A few years ago, we had a lead engineer who introduced us to VIPER, an architecture for iOS. Willing to give it a try, we ended up using it for 10 of our most active features. This is a story of how VIPER came into our codebase, and how it eventually morphed, and left. Hopefully, by sharing our journey others can learn from it. VIPER might be right for you, but it wasn’t right for us in the end.
VIPER is a backronym. Something that has to be explained every time you mention it probably is not a good idea. Roughly it translates to: View, interactor, Protocol, Entity and Router.
The ways VIPER was implemented in our system was:
Views
Interactors – almost all business logic was encapsulated in this- how components interact within the architecture
Router – includes methods for all exits, modal launches, or other navigational changes
Data source – or, API handler, gets data and reloads data, includes all methods for data management including loading. This roughly maps to the E in Entities.

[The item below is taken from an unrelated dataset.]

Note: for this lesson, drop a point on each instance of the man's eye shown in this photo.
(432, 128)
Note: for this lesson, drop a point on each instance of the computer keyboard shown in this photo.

Assembler – a class to put the entire thing together. Also named “wireframe” at times or “factory”
On the plus side…
One of the key benefits of VIPER– binding views with data elements — was not available in our implementation because we weren’t using Swift and Realm at the time. For complicated forms, this does make the code more sensible, as those tend to go with longer controller classes, with more validations and business logic.
VIPER is very testable, and that was one of the reasons it lasted so long in our codebase. You can easily mock up the data class, ignore the view class, and test the business logic in the interactor, router, and view model. For complicated forms, this was really smart.
On the negative side…
One of our first misgivings was: why so many files? For a given feature, 6 files were a minimum. If there were more view models, screens, or modal screens, this would quickly increase. VIPER was born from the “fat controller” problem. So it does limit the number of code lines in a single class. Perhaps in Swift, this would be easier, but for Objective-C, since you need a header and implementation file, this makes it a problem of files X 12.
What didn’t work out so well was hiring new folks into a codebase that had VIPER architecture. The ramp-up time for a level 2 engineer into VIPER was at best 1-½ months, at worst, 3 months. Our feature delivery velocity was hit almost immediately. With risk management- testing- we improved our codebase, but feature delivery tanked. I explain this as- in the world of Apple development, there have been rarely any new frameworks introduced, unlike JavaScript, where a new framework seems to launch each year. Engineers in this field are very used to MVC, or MVVM. This was a big learning for us- that experimenting in a new framework in a relatively stagnant technology meant we spent a lot of time teaching a technology to folks who were questionable about the merits (rightly so, too).
Since you’re out of the normal MVC that Xcode recommends, accessing a view controller from inside a separate class to do router-like behaviors like ”launch a pop-up” become very complex. Also, get very familiar with delegates and protocols, and objects that are essentially just protocol- something we are finding very difficult to move to Swift.
Never use VIPER in Objective-C, very wordy and overly complex
Highly recommend for isolating complex business logic for testing- if MVVM isn’t enough
Do not recommend for nested architectures, too complex.
Nested VIPERs
One of the major risks to look out for: nested vipers. When one architecture “nests” another model inside of it. This can cause a lot of issues and complexity around referencing a new model, instantiating it, then routing to the specific screen or navigation you need. When you’re doing this two or three deep, the number of files and recursions get complex and buggy. One of our first initiatives when we decided to leave VIPER was to collapse or flatten the nested architectures.
We’ve moved our codebase now to Swift and MVVM, testing view models and models, and limited UI tests. So far, this has helped with training new engineers, and the testing coverage is maintained. We still have a few single-generation VIPER architectures lingering around, either to switch to Swift and keep, or move to MVVM.